Select Committee on Home Affairs Written Evidence


22.  Memorandum submitted by Generating Genius

A NEW STRATEGIC APPROACH TO TACKLING THE HIGH LEVELS OF BLACK MALES IN OUR PENAL SYSTEM

  Generating genius is a charity set up in 2005 to give bright students from disadvantaged backgrounds a real opportunity to access science education at university level. It was set up by Educationalist Dr Tony Sewell who saw the potential of using the resources and knowledge based in university science departments to support young secondary school children.

  This project aims to encourage higher standards of educational achievement amongst black and minority ethnic groups, in particular 11-14 year old African Caribbean boys, by improving pupils' motivation and self-esteem through the study and learning of science, technology, engineering and medicine.

  Generating Genius is a rolling programme. It recruits, every year, boys into a residential summer school and e-mentoring programme. It will eventually recruit girls but has initially responded to the need to respond to the underachievement of boys from disadvantaged backgrounds.

  This is a science academy which takes 12 year old children and trains them over five years in the arts, discipline and knowledge of research science.

THE VISION

    —  Our vision is to encourage and develop talented boys from a disadvantaged background to aspire to professions in medicine and scientific research.

    —  We want to work in partnership with a number of established university science, engineering and medical departments.

    —  We want to produce a learning model based on a "science academy" that will nurture young scientific minds.

    —  We want to impact the wider school environment by producing leaders who will influence their peers by becoming role models.

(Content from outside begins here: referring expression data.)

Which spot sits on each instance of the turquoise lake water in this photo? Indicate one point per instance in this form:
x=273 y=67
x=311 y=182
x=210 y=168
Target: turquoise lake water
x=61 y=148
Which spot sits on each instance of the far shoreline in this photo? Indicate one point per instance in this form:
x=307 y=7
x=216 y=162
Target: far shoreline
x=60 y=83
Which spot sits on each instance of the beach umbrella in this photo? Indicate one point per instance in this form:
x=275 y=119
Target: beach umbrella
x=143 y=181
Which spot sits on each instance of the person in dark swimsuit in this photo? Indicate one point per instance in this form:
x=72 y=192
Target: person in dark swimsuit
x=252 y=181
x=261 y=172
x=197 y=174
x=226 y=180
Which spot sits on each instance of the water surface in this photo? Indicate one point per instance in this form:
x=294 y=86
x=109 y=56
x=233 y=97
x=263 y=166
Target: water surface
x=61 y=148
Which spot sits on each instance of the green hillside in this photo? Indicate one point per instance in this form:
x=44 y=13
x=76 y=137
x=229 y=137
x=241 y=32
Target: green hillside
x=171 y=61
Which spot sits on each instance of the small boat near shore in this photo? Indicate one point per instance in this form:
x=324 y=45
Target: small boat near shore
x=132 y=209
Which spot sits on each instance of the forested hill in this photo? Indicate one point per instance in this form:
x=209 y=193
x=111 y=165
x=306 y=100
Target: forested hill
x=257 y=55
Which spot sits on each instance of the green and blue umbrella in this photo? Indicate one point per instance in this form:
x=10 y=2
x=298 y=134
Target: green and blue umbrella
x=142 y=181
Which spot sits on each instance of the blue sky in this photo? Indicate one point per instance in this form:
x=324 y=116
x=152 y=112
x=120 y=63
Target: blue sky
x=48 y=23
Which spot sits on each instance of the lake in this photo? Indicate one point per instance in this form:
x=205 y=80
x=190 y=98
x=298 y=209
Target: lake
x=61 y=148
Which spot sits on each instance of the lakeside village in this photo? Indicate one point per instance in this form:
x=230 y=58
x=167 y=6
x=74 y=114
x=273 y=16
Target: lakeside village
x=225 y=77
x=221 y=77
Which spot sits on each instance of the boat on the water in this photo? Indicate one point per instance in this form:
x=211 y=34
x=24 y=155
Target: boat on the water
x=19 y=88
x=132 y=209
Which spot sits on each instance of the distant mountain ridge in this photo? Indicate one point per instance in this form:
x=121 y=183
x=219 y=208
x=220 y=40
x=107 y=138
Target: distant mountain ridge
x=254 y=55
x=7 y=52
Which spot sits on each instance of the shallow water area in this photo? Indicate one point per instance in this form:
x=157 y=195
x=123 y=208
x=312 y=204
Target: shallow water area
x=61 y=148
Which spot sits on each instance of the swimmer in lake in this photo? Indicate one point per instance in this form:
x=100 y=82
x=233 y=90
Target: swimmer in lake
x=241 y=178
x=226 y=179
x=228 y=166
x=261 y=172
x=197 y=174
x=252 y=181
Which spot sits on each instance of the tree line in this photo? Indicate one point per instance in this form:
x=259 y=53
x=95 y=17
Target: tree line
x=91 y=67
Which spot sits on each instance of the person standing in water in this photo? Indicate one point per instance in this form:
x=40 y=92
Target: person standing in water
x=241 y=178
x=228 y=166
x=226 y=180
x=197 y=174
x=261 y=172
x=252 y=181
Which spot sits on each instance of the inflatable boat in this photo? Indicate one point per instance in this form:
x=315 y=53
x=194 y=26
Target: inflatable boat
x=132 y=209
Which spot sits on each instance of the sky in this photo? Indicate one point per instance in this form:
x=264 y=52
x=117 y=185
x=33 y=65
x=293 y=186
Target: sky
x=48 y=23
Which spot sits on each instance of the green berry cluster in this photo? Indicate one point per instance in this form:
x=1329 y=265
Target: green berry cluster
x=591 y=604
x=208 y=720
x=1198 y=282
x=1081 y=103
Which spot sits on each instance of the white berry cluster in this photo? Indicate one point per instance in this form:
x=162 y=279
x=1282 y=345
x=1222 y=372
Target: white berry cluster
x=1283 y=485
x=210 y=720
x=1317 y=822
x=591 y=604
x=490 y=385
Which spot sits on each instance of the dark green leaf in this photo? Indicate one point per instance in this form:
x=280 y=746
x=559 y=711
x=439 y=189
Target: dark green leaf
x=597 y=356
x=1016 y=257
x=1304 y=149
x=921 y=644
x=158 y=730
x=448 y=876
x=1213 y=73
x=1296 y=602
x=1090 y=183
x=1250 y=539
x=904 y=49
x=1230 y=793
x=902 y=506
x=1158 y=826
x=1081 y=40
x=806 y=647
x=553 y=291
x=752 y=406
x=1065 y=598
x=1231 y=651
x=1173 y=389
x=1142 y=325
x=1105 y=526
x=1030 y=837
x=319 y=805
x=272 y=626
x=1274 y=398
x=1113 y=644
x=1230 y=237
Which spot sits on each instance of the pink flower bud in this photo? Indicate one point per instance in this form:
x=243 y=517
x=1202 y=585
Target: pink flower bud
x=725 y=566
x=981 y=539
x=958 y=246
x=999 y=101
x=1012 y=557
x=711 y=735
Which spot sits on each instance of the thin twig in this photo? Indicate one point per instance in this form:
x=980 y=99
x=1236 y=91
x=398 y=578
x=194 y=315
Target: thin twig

  We see this as a model for any serious approach in tackling the problems of black youth. Previous approaches have centred on the "social exclusion" model that has pumped millions in terms of resources into initiatives such as the Ethnic Minority achievement Grant and a host of small short-term crime prevention models.

  One of the reasons why there has been a limited impact in these initiatives on crime levels amongst black youth is that we have failed to do three things:

    1.  Intervene when these boys are young.

    2.  Develop their innate genius.

    3.  Have longitudinal programmes not short-term fixes.

  This is a radical approach, which seeks to find diamonds in the rough. What many of these boys need is a mental engagement at a high level. This will mean serious investment in a programme like ours, to have a serious impact may well cost around six million pounds, but it is far cheaper than what is spent on keeping these boys in the criminal justice system.

  The African Caribbean community needs to have what I call "a momentum of success" where boys from seriously poor backgrounds are given a chance to shine. There are vested interests in social exclusion programmes, mainly because they are job creation schemes. If the Home Office are serious about tackling African Caribbean male disaffection, then back schemes like ours which works with boys from 12 to the university door (and we don't mean the university of crime).